Elsa Stamatopoulou joined Columbia University in 2011 after a 31-year service at the United Nations (in Vienna, Geneva and New York) with some 22 years dedicated to human rights, in addition to 8 years exclusively devoted to Indigenous Peoples’ rights. Indigenous issues were part of her portfolio since 1983 and she became the first Chief of the Secretariat of the United Nations Permanent Forum on Indigenous Issues in 2003. In 2011, she taught the first-ever course at Columbia on Indigenous Peoples’ rights, the first course on cultural rights (2016) and is the first Director of the Indigenous Peoples Rights Program at the Institute for the Study of Human Rights at Columbia, also co-chairing Columbia’s University Seminar on Indigenous Studies. Her academic background is in law, international law, criminal justice and political science (Athens Law School, Vienna University, Northeastern University and Graduate Institute of International Studies at the University of Geneva) and she has worked on international normative frameworks, institution-building, the rights of Indigenous Peoples and other groups, women’s rights, cultural rights, development, private sector and inter-governmental cooperation. She has cooperated closely with non-governmental organizations in her native Greece and elsewhere and has received the Ingrid Washinawatok El Issa O’Peqtaw Metaehmoh-Flying Eagle Woman Peace, Justice and Sovereignty Award; the award of the NGO Committee on the Decade of the World’s Indigenous Peoples; the Eleanor Roosevelt Award of the Human Rights Center and of Voices 21; the Innovation in Academia Award for Arts & Culture, 2016, by the University of Kent (UK); and in 2010, the Museum “Tepee of the World” was given her name in the Republic of Sakha, Siberia, Russia. In 2016, she was featured as one of the UN’s 80 Leading Women from 1945-2016. She co-chairs the International Commission on the Chittagong Hill Tracts.

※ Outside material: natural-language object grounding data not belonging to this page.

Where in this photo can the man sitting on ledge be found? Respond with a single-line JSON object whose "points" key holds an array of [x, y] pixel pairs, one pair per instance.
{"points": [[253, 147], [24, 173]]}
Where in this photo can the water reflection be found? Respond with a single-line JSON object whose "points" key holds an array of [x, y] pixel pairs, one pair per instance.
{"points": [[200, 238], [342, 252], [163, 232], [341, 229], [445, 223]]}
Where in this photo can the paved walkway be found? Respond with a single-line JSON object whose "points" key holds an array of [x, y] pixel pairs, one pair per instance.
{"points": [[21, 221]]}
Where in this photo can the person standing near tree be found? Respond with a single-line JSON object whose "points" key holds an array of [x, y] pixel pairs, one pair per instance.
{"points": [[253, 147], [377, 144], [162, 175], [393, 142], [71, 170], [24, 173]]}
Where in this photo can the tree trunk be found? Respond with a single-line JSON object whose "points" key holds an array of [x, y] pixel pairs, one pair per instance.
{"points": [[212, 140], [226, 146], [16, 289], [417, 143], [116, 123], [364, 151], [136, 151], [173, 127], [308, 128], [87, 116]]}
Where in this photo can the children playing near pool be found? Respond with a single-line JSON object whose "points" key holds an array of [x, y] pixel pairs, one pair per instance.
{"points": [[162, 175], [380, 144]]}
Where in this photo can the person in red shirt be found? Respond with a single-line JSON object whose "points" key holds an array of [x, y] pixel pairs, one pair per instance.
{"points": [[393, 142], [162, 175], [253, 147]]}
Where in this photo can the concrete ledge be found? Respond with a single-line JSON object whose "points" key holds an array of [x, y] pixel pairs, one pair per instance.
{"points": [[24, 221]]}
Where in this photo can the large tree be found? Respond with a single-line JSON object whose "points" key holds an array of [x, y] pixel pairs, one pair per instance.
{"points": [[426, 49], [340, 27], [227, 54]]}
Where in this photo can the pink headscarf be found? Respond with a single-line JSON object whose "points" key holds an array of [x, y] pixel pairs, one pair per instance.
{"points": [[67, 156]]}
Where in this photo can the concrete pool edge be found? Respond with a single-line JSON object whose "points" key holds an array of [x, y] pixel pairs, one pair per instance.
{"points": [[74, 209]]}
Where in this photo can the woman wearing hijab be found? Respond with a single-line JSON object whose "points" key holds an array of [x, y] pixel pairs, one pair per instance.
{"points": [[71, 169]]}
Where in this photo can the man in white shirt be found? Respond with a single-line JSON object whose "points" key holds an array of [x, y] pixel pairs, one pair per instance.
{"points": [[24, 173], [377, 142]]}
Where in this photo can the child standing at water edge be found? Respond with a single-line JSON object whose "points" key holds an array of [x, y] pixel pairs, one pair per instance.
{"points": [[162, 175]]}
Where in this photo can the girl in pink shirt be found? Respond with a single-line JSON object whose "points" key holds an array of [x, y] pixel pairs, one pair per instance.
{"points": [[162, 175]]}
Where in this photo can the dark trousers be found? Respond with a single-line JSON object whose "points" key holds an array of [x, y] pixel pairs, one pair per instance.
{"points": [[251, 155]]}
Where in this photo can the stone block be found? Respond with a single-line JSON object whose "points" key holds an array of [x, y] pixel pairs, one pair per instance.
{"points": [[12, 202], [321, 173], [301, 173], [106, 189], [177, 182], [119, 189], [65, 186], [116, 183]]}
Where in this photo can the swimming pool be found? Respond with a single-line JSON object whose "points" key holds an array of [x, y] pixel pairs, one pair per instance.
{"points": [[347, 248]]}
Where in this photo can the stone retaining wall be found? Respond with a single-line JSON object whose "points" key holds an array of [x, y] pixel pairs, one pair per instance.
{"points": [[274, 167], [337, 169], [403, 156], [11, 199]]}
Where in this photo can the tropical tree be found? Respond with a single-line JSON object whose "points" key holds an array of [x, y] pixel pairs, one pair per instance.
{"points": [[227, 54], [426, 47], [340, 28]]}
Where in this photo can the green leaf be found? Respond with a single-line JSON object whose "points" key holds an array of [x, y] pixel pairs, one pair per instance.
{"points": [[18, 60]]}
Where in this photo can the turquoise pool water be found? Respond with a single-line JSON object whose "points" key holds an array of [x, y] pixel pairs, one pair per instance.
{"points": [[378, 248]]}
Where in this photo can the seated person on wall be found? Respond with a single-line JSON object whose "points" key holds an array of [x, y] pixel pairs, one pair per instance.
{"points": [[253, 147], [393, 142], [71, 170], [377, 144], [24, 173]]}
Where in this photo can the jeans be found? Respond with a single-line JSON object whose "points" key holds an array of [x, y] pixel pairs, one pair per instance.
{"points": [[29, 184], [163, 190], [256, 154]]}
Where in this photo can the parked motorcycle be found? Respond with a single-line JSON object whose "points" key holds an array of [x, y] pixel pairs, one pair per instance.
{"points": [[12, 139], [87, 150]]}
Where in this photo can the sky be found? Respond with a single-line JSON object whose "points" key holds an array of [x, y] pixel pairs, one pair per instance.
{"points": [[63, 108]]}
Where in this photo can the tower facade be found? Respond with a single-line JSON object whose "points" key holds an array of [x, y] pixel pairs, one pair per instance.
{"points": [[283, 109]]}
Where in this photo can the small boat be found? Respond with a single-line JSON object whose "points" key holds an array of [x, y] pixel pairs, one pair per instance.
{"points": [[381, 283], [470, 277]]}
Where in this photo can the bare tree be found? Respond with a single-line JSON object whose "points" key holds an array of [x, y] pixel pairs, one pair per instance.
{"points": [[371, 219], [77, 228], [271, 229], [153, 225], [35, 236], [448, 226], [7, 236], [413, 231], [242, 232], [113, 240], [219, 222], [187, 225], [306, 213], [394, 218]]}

Books: Cultural Rights in International Law, 2007, Martinus Nijhoff Publishers (Brill); Indigenous Peoples’ Rights and Unreported Struggles: Conflict and Peace (ed.), 2017, Columbia University Institute for the Study of Human Rights; Indigenous Peoples’ Access to Justice, Including Truth and Reconciliation Processes, (ed. with W. Littlechild), 2014 Columbia University Institute for the Study of Human Rights; The Universal Declaration of Human Rights: 50 Years and Beyond (ed. with Y. Danieli and C. Diaz), 1998, Baywood Publishing Co. She oversaw the first edition of the UN publication State of the World’s Indigenous Peoples, New York, 2009.
Book chapters and articles she has published deal with Indigenous Peoples’ rights, women’s rights, historical injustices and human rights responses, cultural rights, development and international organizations, among other topics.
At Columbia, Prof. Stamatopoulou is affiliated with the Institute for the Study of Human Rights, the Center for the Study of Ethnicity and Race and the Department of Anthropology.